A year after Wikipedia editors discovered an article had been plagiarized in a newspaper, last week another columnist became at least the second person to lose their job after plagiarizing from Wikipedia.
Jacqueline Gonzalez, a columnist at the San Antonio Express-News and an assistant to the paper's editor, resigned after the plagiarism was discovered in her "Watchdog" column for Christmas Day. The newspaper determined that she used information from Wikipedia without attribution. The material in question, presumably taken from the Christmas article, concerned the origin of 25 December as the traditional birth date for Jesus Christ.
The case resembles one at the Honolulu Star-Bulletin, which dismissed reporter Tim Ryan last year after Wikipedia editors found a number of cases in which Ryan appeared to have plagiarized, including from Wikipedia. In contrast to the Star-Bulletin, the Express-News appears to have caught the plagiarism on its own, rather than having it pointed out to them. The discovery of Gonzalez's plagiarism was made by another employee of the paper.
After Gonzalez admitted to this initial error, the Express-News had its research department examine a batch of her previous columns. Matching Dragons flight's observation that "a writer is never caught for their first act of plagiarism", on Tuesday the investigation turned up two additional cases in previous weeks. Gonzalez also resigned Tuesday, 2 January.

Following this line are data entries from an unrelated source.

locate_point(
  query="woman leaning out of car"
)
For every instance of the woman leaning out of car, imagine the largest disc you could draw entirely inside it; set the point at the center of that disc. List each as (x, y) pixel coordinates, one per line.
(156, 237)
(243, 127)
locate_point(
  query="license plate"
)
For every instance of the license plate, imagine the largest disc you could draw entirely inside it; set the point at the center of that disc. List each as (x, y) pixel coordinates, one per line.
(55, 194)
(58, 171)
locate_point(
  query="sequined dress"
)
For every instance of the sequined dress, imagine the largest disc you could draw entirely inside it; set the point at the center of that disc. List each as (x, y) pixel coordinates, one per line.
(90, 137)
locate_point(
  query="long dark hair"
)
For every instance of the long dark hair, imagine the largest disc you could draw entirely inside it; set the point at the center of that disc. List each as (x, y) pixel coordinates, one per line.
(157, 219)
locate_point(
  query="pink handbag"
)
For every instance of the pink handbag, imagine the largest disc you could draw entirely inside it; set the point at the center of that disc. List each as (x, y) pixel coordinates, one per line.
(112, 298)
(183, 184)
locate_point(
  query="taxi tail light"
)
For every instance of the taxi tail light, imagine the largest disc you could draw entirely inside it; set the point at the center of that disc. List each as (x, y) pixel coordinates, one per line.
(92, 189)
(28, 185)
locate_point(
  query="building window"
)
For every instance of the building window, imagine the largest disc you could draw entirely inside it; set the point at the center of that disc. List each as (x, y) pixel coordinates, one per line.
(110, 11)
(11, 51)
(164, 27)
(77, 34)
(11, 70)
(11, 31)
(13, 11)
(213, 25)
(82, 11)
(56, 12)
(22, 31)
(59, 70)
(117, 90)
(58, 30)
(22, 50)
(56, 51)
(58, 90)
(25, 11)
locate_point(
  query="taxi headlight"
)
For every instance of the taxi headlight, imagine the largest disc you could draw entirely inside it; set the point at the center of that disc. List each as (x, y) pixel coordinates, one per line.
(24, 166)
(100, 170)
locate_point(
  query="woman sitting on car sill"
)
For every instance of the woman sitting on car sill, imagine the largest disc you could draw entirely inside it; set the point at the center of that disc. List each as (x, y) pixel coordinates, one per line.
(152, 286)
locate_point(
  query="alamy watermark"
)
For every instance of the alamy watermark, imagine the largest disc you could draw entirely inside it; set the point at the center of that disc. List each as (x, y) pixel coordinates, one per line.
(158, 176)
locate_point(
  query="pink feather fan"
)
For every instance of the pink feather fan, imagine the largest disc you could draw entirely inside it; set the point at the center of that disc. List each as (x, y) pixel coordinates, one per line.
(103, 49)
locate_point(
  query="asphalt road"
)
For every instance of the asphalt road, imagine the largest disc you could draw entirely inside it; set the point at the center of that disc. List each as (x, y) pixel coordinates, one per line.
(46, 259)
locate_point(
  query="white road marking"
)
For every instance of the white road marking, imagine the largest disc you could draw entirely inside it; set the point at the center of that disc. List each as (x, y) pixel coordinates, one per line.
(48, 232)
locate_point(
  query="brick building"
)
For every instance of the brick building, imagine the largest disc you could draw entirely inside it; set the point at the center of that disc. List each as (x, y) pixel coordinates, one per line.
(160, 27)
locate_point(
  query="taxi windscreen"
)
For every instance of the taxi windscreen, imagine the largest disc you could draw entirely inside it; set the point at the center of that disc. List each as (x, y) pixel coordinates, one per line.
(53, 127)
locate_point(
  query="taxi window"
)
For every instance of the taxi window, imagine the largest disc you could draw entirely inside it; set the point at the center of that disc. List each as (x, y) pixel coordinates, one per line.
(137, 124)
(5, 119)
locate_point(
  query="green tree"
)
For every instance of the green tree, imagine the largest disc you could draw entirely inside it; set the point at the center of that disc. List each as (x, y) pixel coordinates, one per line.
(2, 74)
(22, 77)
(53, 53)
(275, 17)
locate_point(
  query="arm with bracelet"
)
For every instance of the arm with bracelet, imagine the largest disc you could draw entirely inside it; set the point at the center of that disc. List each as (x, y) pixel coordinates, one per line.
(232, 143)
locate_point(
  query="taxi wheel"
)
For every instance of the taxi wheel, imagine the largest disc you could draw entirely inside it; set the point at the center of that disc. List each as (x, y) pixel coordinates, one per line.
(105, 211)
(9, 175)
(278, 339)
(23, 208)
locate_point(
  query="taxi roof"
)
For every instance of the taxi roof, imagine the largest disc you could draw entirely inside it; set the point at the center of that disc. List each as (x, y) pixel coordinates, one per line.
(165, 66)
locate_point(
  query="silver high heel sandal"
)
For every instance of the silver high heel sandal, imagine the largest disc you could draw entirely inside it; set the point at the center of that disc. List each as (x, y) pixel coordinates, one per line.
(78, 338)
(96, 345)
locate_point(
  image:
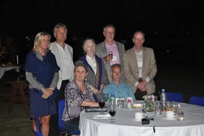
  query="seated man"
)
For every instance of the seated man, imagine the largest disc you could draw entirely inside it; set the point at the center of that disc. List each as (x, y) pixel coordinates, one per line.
(120, 89)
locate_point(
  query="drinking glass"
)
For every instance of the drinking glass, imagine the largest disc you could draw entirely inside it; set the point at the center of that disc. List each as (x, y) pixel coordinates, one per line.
(157, 108)
(144, 108)
(175, 106)
(112, 111)
(101, 104)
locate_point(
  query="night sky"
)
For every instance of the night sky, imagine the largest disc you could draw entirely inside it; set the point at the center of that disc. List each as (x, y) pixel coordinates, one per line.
(168, 24)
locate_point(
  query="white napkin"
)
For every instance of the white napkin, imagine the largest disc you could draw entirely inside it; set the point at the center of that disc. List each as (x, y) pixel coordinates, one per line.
(102, 116)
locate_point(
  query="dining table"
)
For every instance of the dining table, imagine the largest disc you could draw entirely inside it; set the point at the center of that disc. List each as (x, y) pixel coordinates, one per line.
(3, 69)
(97, 124)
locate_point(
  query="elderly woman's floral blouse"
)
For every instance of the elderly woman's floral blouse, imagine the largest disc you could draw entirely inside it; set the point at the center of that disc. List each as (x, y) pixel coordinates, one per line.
(73, 99)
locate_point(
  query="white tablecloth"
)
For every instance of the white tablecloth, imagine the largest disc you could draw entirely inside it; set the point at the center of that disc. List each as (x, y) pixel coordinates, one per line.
(6, 68)
(126, 125)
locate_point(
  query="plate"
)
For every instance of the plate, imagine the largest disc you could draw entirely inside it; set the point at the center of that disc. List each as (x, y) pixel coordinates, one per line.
(136, 106)
(170, 118)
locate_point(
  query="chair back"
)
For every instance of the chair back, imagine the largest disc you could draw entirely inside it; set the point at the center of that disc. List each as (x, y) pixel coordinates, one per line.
(38, 132)
(173, 96)
(61, 106)
(197, 100)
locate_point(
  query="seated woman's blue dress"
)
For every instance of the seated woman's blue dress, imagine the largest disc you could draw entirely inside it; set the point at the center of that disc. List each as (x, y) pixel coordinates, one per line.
(43, 72)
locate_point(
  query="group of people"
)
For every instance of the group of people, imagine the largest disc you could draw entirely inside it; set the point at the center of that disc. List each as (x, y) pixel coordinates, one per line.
(105, 68)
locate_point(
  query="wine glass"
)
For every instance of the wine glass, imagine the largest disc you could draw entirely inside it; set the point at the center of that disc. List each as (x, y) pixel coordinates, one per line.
(112, 111)
(105, 97)
(144, 108)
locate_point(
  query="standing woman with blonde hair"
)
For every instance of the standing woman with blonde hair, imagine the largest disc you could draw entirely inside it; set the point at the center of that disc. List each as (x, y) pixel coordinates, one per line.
(42, 74)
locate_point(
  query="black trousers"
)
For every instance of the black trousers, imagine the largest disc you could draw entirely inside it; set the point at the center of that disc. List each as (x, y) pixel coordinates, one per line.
(54, 127)
(139, 94)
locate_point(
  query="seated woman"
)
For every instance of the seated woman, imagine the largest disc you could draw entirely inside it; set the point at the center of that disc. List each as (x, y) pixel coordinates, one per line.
(78, 95)
(97, 76)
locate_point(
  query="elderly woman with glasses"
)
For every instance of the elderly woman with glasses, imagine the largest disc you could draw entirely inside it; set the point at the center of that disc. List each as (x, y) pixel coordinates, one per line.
(97, 75)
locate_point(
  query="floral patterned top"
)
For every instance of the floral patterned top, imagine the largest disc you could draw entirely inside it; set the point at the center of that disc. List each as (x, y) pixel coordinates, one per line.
(73, 100)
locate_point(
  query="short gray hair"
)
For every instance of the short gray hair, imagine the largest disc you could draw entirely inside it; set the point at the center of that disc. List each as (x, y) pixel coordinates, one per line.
(115, 65)
(58, 26)
(80, 65)
(85, 41)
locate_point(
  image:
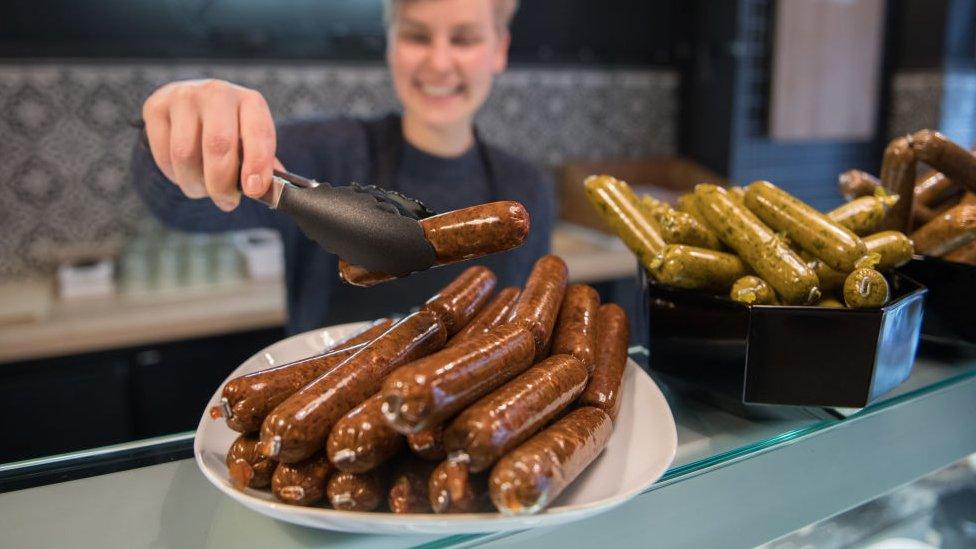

The Express-News situation was resolved relatively quickly over the course of a holiday weekend. At the Star-Bulletin, three weeks elapsed between the time the paper was initially informed and when the dismissal of Ryan was announced. One source reported that a suspension had initially been imposed, but additional instances of plagiarism continued to be discovered.
In these two situations the consequences became public, but they are not the only cases in which the media has likely plagiarized Wikipedia articles. Possible instances previously reported include news agencies Reuters [1] and Agence France-Presse [2], along with German magazine Der Spiegel [3] and an Australian community newspaper group [4].